(BIVN) – State Senator Russell Ruderman was one of only two votes in opposition to a bill that will create a fee to register electric vehicles in Hawaiʻi.
Senate Bill 409 SD2 “establishes an annual vehicle registration surcharge fee for electric vehicles, plug-in hybrid electric vehicles, alternative fuel vehicles, and hybrid vehicles to be deposited into the state highway fund.” The fee would amount to $15, and would be paid in addition to the annual $45 vehicle registration fee.
While electric vehicles are expected to become more common in Hawaiʻi, the cars “use either less or no fuel, they are not subject to, or pay less in, fuel taxes,” a senate committee report stated. “Fuel taxes are an important source of revenue for the Department of Transportation to fund the repair and maintenance of Hawaii’s roads. As these types of vehicles still inflict wear and tear on public roads, this measure ensures that all vehicle owners share responsibility and contribute to the upkeep of Hawaii’s highway infrastructure.”
From the senate floor, Ruderman said Hawaiʻi has a “special role to play in the establishment of electric vehicles, because we have shorter distances to drive, we have solar all year that we can charge our cars or get electricity to the grid without fossil fuels, we’re the richest state in the richest country.”
“But now, we’re going to put the brakes on supporting the transition, now that we have 2.5 percent of our cars are electric vehicles and almost four percent are hybrids.
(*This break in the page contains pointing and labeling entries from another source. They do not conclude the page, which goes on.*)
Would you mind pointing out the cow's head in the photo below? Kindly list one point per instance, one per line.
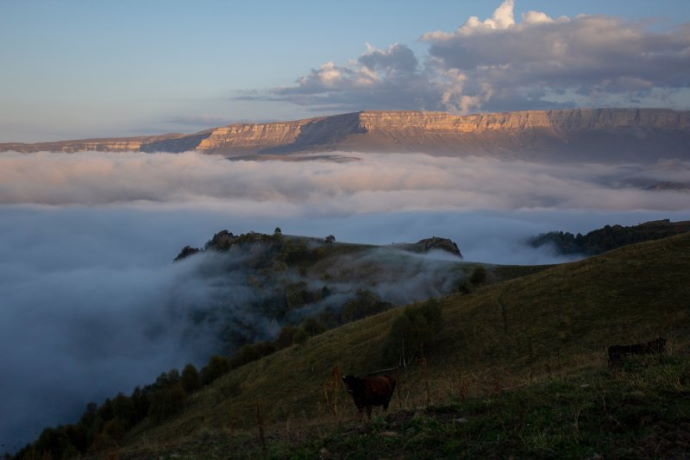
(351, 382)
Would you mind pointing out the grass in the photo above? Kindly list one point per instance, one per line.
(641, 411)
(549, 326)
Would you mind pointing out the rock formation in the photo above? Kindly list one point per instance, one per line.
(559, 135)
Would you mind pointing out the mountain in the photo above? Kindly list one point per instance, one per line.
(517, 365)
(609, 237)
(575, 135)
(544, 327)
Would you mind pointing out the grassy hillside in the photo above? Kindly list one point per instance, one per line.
(546, 325)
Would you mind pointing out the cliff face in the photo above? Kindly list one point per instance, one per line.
(580, 134)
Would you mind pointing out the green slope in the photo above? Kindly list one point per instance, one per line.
(548, 324)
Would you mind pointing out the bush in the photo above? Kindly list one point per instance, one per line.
(190, 379)
(286, 337)
(166, 403)
(478, 276)
(251, 352)
(217, 366)
(414, 333)
(312, 326)
(365, 303)
(301, 336)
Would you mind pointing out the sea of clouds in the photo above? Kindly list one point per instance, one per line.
(93, 305)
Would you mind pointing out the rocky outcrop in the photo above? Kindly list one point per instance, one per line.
(121, 144)
(609, 237)
(431, 244)
(559, 135)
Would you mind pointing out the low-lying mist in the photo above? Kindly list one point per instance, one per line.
(92, 303)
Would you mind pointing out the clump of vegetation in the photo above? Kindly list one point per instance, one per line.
(609, 237)
(365, 303)
(414, 332)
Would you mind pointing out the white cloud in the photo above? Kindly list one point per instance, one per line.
(502, 64)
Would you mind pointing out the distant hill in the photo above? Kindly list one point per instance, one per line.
(609, 237)
(556, 135)
(552, 324)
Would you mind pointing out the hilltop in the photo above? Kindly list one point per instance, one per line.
(553, 323)
(601, 135)
(609, 237)
(520, 334)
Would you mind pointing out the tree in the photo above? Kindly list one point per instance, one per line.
(190, 379)
(166, 403)
(478, 276)
(217, 366)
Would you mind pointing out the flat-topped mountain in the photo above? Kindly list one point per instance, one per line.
(576, 135)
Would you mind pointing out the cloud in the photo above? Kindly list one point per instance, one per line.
(504, 64)
(374, 183)
(92, 304)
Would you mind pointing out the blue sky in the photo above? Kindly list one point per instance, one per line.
(86, 68)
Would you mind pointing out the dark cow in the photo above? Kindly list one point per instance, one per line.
(618, 352)
(368, 392)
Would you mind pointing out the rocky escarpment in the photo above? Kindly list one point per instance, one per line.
(609, 237)
(119, 144)
(561, 135)
(431, 244)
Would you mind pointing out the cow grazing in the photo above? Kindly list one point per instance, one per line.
(368, 392)
(618, 352)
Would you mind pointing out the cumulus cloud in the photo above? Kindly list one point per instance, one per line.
(501, 63)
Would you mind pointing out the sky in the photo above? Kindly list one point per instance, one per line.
(80, 68)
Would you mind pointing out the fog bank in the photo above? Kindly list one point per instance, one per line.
(92, 304)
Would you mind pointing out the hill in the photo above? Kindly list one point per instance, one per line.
(609, 237)
(601, 135)
(550, 324)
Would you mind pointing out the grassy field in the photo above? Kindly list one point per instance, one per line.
(640, 411)
(530, 334)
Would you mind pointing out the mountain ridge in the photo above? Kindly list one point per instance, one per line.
(576, 134)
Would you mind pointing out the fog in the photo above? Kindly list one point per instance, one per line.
(92, 303)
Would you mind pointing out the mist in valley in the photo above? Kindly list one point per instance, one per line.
(93, 305)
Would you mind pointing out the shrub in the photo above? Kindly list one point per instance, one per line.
(286, 337)
(414, 332)
(166, 403)
(251, 352)
(365, 303)
(312, 326)
(217, 366)
(190, 379)
(478, 276)
(301, 336)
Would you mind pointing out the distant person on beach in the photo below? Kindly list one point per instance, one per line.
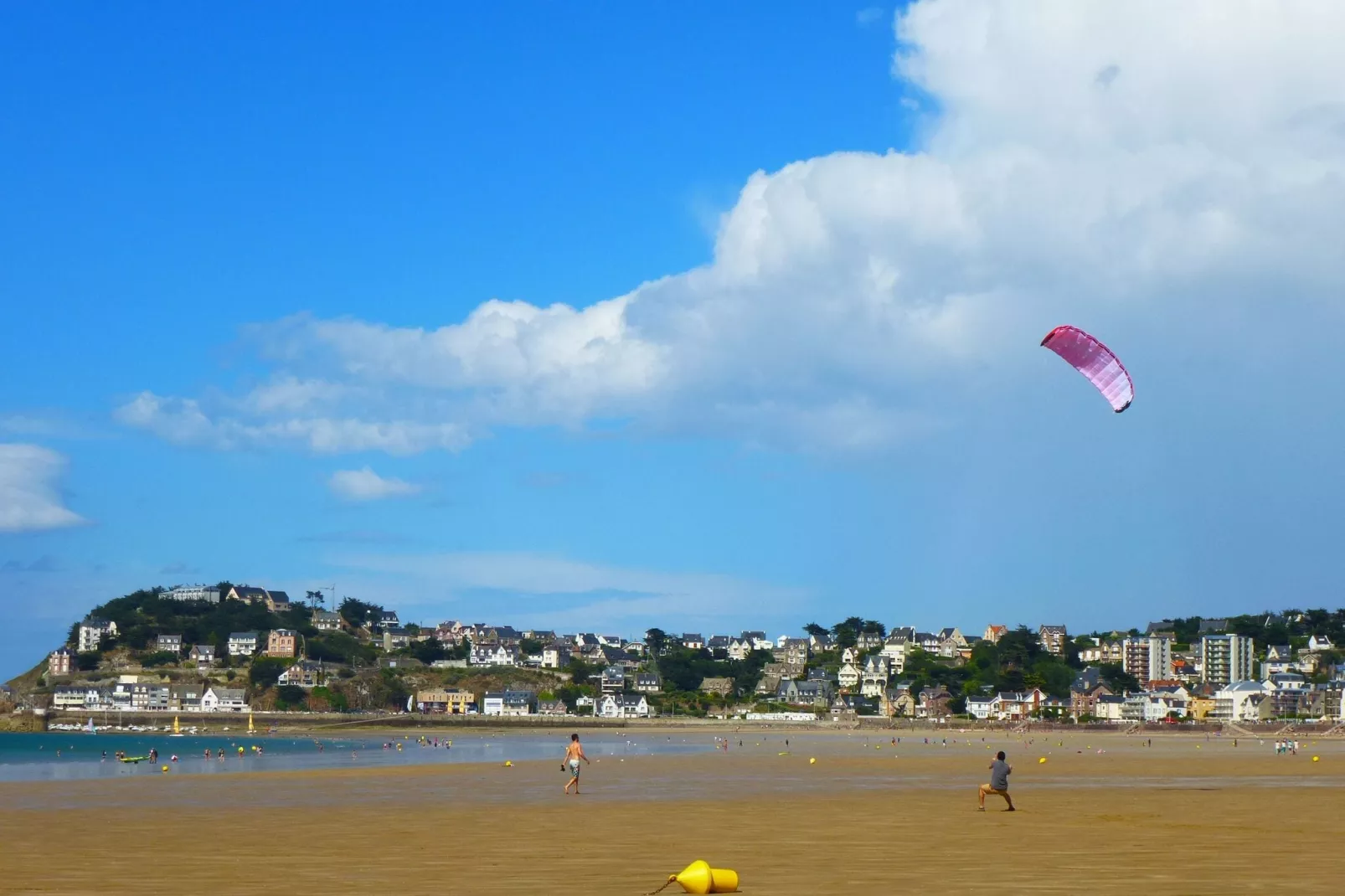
(998, 785)
(573, 754)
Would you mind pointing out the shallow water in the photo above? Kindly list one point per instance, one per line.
(77, 756)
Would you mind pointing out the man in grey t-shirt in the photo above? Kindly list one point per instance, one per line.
(998, 782)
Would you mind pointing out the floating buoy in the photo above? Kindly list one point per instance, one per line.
(698, 878)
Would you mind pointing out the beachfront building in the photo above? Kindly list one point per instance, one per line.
(1083, 700)
(623, 707)
(508, 703)
(444, 700)
(78, 698)
(184, 698)
(721, 687)
(1290, 694)
(242, 643)
(148, 698)
(224, 700)
(1054, 639)
(556, 656)
(849, 676)
(93, 630)
(1225, 660)
(1149, 657)
(61, 662)
(612, 680)
(281, 642)
(810, 693)
(899, 701)
(552, 708)
(873, 680)
(121, 693)
(306, 673)
(894, 651)
(204, 594)
(1243, 701)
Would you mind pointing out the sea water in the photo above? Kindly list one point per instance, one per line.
(78, 755)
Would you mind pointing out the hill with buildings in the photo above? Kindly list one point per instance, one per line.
(230, 647)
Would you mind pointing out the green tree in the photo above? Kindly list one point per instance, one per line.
(358, 614)
(655, 641)
(1116, 678)
(290, 698)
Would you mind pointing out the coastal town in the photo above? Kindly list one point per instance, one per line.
(166, 650)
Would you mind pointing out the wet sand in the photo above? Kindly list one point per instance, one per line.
(1187, 816)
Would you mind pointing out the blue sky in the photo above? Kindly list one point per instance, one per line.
(246, 335)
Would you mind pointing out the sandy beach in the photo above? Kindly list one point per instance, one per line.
(1188, 816)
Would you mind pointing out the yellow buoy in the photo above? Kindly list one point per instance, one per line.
(698, 878)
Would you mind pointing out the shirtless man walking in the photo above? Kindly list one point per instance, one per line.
(573, 754)
(998, 782)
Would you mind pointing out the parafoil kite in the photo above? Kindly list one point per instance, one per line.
(1095, 362)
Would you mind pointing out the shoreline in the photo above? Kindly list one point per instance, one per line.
(337, 724)
(1096, 805)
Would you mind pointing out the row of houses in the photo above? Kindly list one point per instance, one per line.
(523, 703)
(133, 696)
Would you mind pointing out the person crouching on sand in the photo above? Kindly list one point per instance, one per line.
(998, 785)
(573, 754)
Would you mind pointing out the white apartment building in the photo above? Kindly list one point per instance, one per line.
(1149, 658)
(1225, 660)
(195, 592)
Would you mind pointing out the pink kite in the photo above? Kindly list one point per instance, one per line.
(1095, 362)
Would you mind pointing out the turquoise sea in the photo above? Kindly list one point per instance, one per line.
(77, 755)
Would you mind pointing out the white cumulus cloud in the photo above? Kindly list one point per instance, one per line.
(1102, 164)
(366, 485)
(28, 498)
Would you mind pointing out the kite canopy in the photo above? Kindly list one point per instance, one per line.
(1095, 362)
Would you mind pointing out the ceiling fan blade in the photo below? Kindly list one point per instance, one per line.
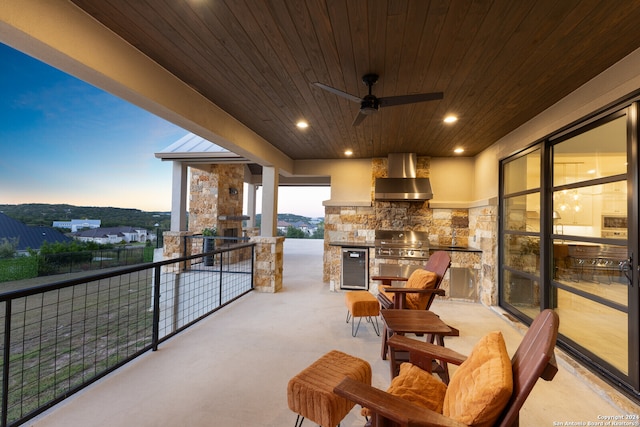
(359, 118)
(409, 99)
(337, 92)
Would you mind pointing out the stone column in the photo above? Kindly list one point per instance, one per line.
(268, 263)
(174, 248)
(179, 197)
(270, 181)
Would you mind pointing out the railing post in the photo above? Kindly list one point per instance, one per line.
(220, 283)
(156, 308)
(5, 362)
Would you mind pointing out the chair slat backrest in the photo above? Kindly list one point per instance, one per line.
(438, 262)
(533, 359)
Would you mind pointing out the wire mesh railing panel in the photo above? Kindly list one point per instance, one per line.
(201, 289)
(66, 337)
(58, 338)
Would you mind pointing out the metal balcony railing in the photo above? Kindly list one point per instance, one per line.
(58, 338)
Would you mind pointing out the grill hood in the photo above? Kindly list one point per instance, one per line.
(402, 184)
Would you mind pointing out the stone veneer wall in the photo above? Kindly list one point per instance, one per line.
(474, 227)
(269, 263)
(215, 190)
(484, 223)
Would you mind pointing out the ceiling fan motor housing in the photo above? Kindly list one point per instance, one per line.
(369, 104)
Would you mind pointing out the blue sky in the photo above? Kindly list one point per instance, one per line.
(65, 141)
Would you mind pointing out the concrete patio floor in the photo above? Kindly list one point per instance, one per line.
(232, 368)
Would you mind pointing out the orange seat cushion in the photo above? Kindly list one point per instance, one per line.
(416, 386)
(310, 393)
(362, 303)
(482, 385)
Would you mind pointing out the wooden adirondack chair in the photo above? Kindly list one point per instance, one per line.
(533, 359)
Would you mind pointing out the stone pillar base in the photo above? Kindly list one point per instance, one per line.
(269, 263)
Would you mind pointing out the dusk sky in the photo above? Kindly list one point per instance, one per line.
(65, 141)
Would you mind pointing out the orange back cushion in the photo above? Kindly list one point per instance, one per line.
(482, 385)
(420, 279)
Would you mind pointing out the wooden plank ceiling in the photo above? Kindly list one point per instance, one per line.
(499, 63)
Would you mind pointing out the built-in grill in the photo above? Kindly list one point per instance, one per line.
(393, 244)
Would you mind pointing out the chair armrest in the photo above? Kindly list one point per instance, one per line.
(391, 407)
(421, 350)
(438, 291)
(386, 280)
(400, 294)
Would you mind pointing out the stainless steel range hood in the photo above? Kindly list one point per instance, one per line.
(402, 184)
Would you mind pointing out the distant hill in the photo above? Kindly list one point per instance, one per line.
(34, 214)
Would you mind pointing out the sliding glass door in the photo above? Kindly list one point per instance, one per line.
(570, 241)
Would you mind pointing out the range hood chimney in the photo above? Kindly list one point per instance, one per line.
(402, 184)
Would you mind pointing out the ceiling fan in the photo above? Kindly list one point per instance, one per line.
(370, 103)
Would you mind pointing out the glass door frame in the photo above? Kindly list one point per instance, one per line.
(630, 383)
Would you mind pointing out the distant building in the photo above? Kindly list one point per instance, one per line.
(283, 226)
(112, 235)
(77, 224)
(28, 237)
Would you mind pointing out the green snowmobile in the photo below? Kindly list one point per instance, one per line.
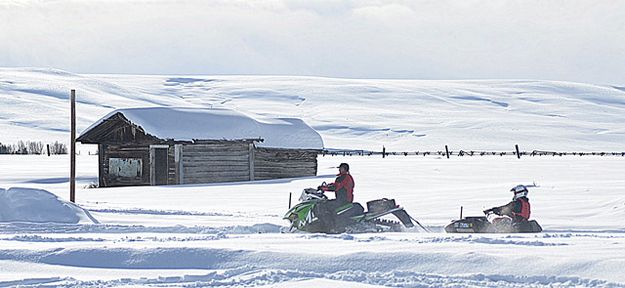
(316, 213)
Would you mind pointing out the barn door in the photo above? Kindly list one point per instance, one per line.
(158, 164)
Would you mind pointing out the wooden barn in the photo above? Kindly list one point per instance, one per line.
(165, 145)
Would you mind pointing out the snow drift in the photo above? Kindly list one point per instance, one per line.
(35, 205)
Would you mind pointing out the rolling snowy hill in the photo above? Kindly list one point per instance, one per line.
(229, 235)
(362, 114)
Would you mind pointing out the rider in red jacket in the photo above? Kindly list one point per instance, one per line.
(343, 186)
(518, 209)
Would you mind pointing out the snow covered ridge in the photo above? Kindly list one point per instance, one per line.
(35, 205)
(403, 115)
(219, 124)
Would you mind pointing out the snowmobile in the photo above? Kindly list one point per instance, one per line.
(315, 213)
(481, 224)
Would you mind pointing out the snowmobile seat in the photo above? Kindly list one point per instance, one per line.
(354, 210)
(380, 205)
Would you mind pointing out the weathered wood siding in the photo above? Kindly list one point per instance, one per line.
(284, 163)
(219, 162)
(125, 152)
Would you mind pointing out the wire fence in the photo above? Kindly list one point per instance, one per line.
(465, 153)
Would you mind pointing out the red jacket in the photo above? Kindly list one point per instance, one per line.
(519, 209)
(343, 186)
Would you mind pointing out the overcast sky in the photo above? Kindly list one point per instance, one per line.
(580, 41)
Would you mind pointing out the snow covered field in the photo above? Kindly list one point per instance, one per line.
(229, 235)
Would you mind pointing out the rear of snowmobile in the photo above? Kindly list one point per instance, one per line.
(481, 224)
(350, 217)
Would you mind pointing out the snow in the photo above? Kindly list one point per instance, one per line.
(410, 115)
(231, 234)
(219, 124)
(36, 205)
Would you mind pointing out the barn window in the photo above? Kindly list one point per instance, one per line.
(125, 167)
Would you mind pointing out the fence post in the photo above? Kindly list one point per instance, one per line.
(72, 155)
(289, 200)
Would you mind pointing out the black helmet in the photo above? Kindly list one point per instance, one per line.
(345, 166)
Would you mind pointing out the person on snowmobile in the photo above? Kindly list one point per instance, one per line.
(518, 209)
(343, 187)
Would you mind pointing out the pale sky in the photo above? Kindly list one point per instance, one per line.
(582, 41)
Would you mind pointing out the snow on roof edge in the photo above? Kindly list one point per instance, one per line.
(192, 123)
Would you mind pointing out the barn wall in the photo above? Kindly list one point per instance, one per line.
(284, 163)
(215, 162)
(123, 152)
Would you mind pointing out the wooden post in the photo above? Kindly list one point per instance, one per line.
(251, 160)
(72, 154)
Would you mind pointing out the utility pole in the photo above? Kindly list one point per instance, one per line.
(72, 153)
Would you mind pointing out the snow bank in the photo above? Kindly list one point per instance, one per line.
(35, 205)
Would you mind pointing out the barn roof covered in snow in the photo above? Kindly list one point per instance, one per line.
(188, 124)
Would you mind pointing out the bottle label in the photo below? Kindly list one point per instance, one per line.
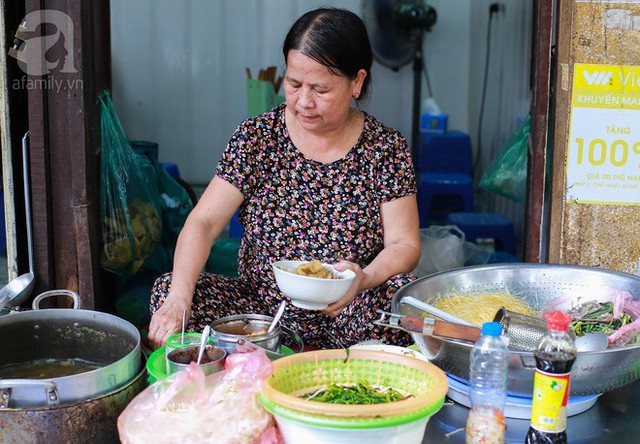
(550, 397)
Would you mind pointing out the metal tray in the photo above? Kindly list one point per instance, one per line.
(592, 373)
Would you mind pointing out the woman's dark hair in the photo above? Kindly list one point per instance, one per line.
(333, 37)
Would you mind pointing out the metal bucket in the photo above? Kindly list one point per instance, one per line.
(92, 420)
(592, 372)
(62, 334)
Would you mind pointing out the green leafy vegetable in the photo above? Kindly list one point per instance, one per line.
(361, 393)
(599, 319)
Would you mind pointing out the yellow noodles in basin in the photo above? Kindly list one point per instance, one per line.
(479, 308)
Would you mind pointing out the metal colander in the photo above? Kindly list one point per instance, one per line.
(523, 331)
(592, 373)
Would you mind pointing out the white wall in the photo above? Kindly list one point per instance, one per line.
(179, 71)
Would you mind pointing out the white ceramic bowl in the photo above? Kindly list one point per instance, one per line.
(308, 292)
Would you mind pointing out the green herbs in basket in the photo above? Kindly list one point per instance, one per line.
(361, 393)
(594, 317)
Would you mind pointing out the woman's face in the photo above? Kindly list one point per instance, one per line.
(319, 99)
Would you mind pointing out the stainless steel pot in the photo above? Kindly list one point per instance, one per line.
(592, 372)
(92, 420)
(60, 334)
(227, 331)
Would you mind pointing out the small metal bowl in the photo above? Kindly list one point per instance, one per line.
(251, 327)
(212, 359)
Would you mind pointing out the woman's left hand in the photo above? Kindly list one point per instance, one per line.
(359, 284)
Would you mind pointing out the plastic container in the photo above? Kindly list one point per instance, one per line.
(555, 354)
(488, 386)
(307, 421)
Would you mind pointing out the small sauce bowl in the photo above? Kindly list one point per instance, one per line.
(212, 359)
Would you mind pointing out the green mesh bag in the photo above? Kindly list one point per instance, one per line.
(131, 222)
(506, 174)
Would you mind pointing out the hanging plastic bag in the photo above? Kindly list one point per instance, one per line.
(506, 174)
(129, 213)
(190, 407)
(175, 205)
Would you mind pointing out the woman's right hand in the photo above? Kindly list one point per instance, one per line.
(167, 320)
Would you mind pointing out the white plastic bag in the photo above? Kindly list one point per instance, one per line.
(220, 408)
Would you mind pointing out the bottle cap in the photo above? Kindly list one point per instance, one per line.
(492, 329)
(558, 320)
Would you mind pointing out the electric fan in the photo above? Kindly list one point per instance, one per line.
(396, 29)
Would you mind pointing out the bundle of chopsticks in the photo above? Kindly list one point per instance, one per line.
(268, 75)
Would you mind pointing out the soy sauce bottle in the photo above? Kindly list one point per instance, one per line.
(555, 354)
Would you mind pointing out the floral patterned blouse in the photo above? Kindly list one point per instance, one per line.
(299, 209)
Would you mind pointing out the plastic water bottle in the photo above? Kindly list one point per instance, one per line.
(488, 386)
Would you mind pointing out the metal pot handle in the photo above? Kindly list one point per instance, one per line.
(50, 389)
(296, 338)
(51, 293)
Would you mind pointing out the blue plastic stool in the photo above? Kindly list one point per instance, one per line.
(450, 152)
(172, 169)
(440, 194)
(486, 226)
(235, 228)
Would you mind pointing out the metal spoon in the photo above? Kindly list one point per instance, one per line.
(417, 303)
(277, 317)
(20, 288)
(203, 342)
(184, 321)
(597, 341)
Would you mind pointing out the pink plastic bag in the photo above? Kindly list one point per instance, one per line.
(191, 407)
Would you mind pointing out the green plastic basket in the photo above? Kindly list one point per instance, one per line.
(307, 372)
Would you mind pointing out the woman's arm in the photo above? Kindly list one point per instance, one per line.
(400, 254)
(203, 226)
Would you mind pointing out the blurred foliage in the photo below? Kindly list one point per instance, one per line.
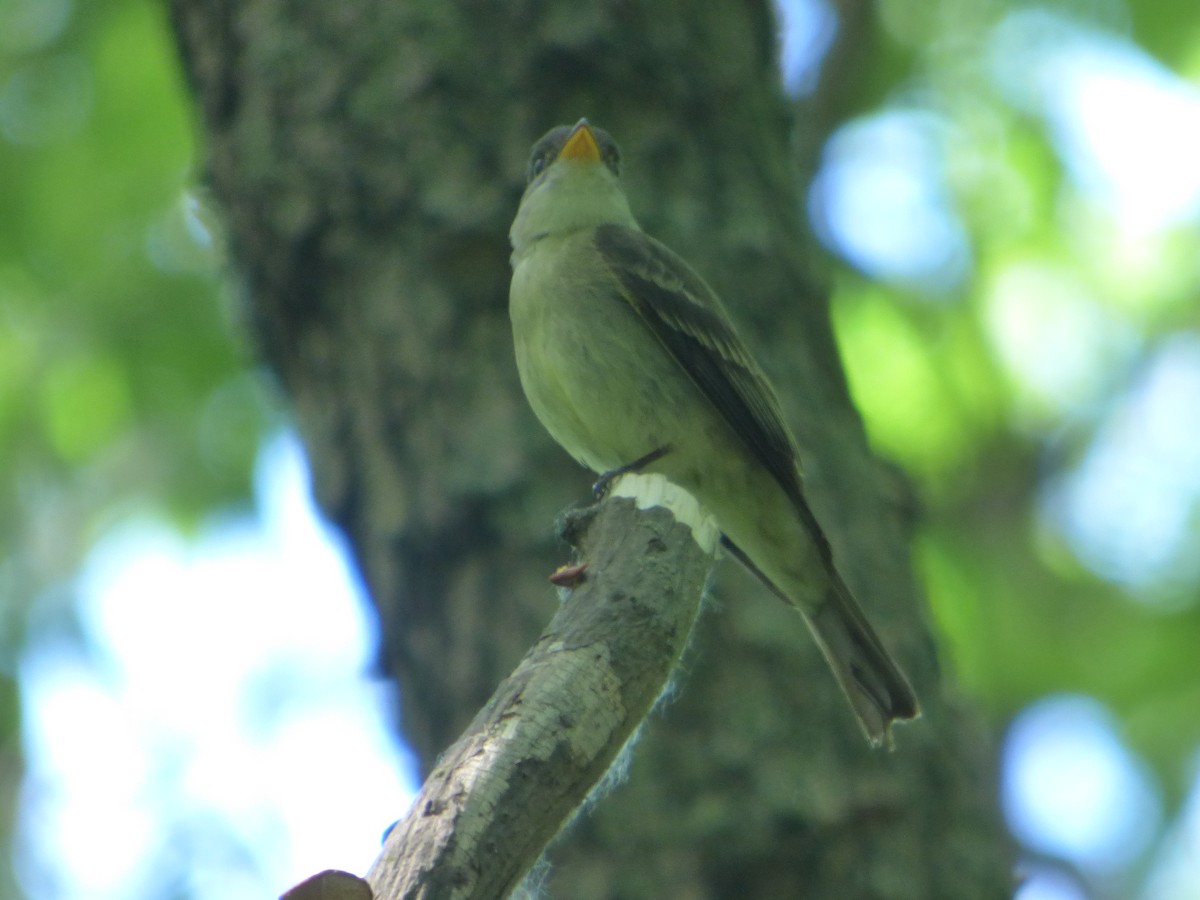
(1042, 385)
(120, 381)
(1001, 373)
(121, 385)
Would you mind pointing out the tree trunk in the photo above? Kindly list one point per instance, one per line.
(369, 157)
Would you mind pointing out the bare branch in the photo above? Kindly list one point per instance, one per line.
(552, 729)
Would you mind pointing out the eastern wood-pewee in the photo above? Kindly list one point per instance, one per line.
(629, 359)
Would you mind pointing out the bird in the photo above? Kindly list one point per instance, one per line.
(631, 363)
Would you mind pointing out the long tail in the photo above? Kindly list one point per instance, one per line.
(877, 690)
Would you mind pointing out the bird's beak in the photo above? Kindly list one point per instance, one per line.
(582, 145)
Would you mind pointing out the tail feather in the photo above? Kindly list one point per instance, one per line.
(874, 684)
(877, 690)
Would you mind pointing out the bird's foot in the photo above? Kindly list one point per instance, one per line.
(600, 489)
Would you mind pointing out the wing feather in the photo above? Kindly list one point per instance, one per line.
(688, 318)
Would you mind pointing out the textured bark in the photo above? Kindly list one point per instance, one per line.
(555, 726)
(369, 156)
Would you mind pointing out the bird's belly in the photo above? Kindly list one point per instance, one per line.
(595, 388)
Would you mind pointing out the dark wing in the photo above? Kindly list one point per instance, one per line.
(685, 315)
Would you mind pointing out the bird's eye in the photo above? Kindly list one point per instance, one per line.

We’re gonna put the brakes because road fees are more important than climate change?” Ruderman asked.
“It’s been said that electric vehicles need to pay their fair share because they’re so heavy and they do damage to the roads,” Ruderman continued. “An electric vehicle is lighter than the average SUV. It’s much lighter than an empty pickup truck. Road damage has an exponential relationship to the weight of a vehicle. 90% percent of the damage to roads comes from the heaviest truck that goes down that day. 9% percent comes from the second heaviest vehicle that goes down it, and 1% percent comes from all the other vehicles put together. It’s not a good reason to do this.”
“This is not about my car,” Ruderman admitted. “I have an electric vehicle, yes. I’ve also got a pickup truck on the Big Island. I’m gonna buy another electric vehicle anyway, even if you’re penalizing me for it.”
Ruderman said that last year he bought his second Nissan Leaf. “You might say I turned over a new Leaf,” the senator joked.
“I realize that most of you folks today are not gonna change your vote based on what I say today, but I’m asking you that next time we’re faced with the decision whether to take action on the greatest crisis facing our generation, or not, that you turn over a new leaf and prioritize climate change as a matter of public policy,” Ruderman said.
Another senator from Hawaiʻi Island, Lorraine Inouye, spoke in support of the measure.
“I agree that we are changing our method of transportation throughout the state,” stated Sen. Inouye, who said she drives a gas car. “However, the increase in $15 dollars, I believe, is not too much of an increase considering the cost of the car.”
“Our roads need to be fixed and I believe our vehicles, our hybrids, must pay their fair share,” Inouye said.
SB 409 passed third reading with Senators Ruderman and Donna Mercado Kim voting against the bill. It now goes to the Hawaiʻi State House.